Расстегнув плащ и отбросив в стороны концы пояса, Вадим Кузьмич сел на тускло мерцающий в полумраке стул, невидяще скользнул взглядом по черному увеличителю, по бликам красного стекла, по банкам, в каждой из которых таилась странная жизнь, таились судьбы, и в его власти было выпустить их, дать проявиться, свершиться, утвердиться. Но сейчас Вадим Кузьмич был далек от всего этого — он пристально рассматривал свою ладонь, помнившую холод ручки Сейфа, небольшого массивного колеса, вытертого миллионами касаний человеческих рук. И плечо, которым он оперся о Сейф, тоже хранило память о железном сундуке, изготовленном сто лет назад ему на погибель. Неужели бублик медного колеса станет штурвалом его судьбы!
— Разберемся, — сказал вслух Вадим Кузьмин, поднимаясь и сбрасывая плащ. — Разберемся.
За дверью слышались бухгалтерские голоса, и Вадим Кузьмин чутко улавливал, как постепенно исчезала из них доверчивость, уступчивость, он уже с трудом узнавал голоса женщин, с которыми только что здоровался. С непонятной яростью они отстаивали содержимое Сейфа, будто заранее знали, что их хотят обмануть, что сюда только за тем и приходят, чтобы подсунуть фальшивую бумагу и выдурить деньги. И просителя они встречали недовольно и опасливо, радовались, уличив его в незнании установленного порядка, в отсутствии важной подписи, печати, пометки, находя повод отправить обратно. А едва за ним захлопывалась дверь, возбужденно хвалились друг другу своей бдительностью и непреклонностью, возмущались невежеством приехавшего за сотни километров человека, не сообразившего позвонить заранее.
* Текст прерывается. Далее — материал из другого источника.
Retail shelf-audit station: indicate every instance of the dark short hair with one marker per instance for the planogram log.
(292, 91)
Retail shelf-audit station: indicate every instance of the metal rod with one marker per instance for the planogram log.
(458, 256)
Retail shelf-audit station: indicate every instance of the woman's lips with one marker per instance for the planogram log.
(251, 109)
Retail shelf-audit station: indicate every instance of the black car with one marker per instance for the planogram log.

И это все при том, что им не составляло никакого труда разрешить пустячную закавыку росчерком пера.
Как ни старался Анфертьев оправдать этих женщин, объяснить их поведение особенностями работы — не мог. Но сейчас возникло в нем новое ощущение, ему показалось, что эти женщины оправдывают в чем-то его самого, снимают часть его собственной испорченности, если не настоящей, то будущей.
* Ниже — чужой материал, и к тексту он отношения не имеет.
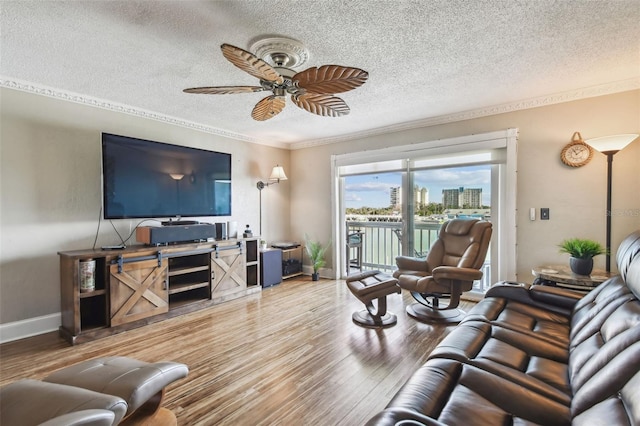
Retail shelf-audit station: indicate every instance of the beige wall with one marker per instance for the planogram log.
(576, 196)
(50, 183)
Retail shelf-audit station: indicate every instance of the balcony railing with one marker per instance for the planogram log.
(381, 242)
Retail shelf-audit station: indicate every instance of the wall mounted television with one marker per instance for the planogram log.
(147, 179)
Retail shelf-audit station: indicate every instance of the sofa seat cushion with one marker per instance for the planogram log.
(132, 380)
(523, 318)
(537, 364)
(449, 392)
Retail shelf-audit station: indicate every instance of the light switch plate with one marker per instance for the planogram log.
(544, 213)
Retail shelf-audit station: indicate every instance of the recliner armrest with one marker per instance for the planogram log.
(455, 273)
(411, 263)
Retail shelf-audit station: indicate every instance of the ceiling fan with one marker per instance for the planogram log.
(312, 89)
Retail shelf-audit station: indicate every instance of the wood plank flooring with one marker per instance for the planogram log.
(288, 355)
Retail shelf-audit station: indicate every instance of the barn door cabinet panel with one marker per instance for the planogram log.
(141, 285)
(228, 271)
(138, 287)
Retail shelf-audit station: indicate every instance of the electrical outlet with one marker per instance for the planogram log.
(544, 213)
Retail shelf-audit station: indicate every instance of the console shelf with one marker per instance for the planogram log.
(179, 288)
(176, 279)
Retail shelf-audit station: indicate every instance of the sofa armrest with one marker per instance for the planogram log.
(52, 401)
(455, 273)
(83, 418)
(556, 300)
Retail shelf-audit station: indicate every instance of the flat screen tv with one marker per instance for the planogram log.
(146, 179)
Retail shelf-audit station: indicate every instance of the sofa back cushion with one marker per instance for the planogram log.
(604, 358)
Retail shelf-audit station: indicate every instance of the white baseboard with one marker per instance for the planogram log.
(30, 327)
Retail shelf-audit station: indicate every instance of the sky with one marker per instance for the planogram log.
(373, 190)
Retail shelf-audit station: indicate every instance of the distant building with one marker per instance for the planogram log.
(420, 196)
(462, 197)
(395, 197)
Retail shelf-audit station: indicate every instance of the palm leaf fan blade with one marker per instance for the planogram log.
(250, 63)
(324, 105)
(330, 79)
(268, 108)
(224, 90)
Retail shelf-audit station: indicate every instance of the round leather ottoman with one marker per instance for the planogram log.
(370, 285)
— Ну ты даешь! — Вадим Кузьмич усмехнулся и еще раз осмотрел в красном свете свою ладонь, так хорошо запомнившую холод Сейфа.
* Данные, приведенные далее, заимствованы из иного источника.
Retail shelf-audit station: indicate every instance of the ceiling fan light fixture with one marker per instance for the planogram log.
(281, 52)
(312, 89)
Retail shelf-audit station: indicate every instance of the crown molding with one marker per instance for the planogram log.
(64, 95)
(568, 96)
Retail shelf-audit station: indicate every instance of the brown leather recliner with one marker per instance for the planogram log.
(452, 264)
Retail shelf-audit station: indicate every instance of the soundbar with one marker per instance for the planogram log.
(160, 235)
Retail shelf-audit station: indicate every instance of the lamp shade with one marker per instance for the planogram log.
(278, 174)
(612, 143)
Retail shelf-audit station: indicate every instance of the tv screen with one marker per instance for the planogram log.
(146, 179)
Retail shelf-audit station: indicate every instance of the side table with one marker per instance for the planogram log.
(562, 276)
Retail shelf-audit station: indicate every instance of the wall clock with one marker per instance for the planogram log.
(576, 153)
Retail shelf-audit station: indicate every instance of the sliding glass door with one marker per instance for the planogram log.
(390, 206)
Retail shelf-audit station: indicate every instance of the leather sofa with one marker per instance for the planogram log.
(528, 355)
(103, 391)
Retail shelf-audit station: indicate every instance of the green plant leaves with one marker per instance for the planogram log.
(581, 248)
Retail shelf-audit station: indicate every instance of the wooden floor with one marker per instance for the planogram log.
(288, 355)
В этот момент в картонную дверь лаборатории раздался частый стук. Колотили, по всей видимости, связкой ключей, и каждый удар отдавался в душе Анфертьева болезненно и унизительно. Человек по ту сторону перегородки был уверен, что сюда можно стучать и так, можно колотить по двери каблуками ботинок или, взяв с любого стола счеты, и их пустить в дело — хозяин комнатушки все стерпит, ему положено стерпеть, поскольку такое к нему обращение самое естественное.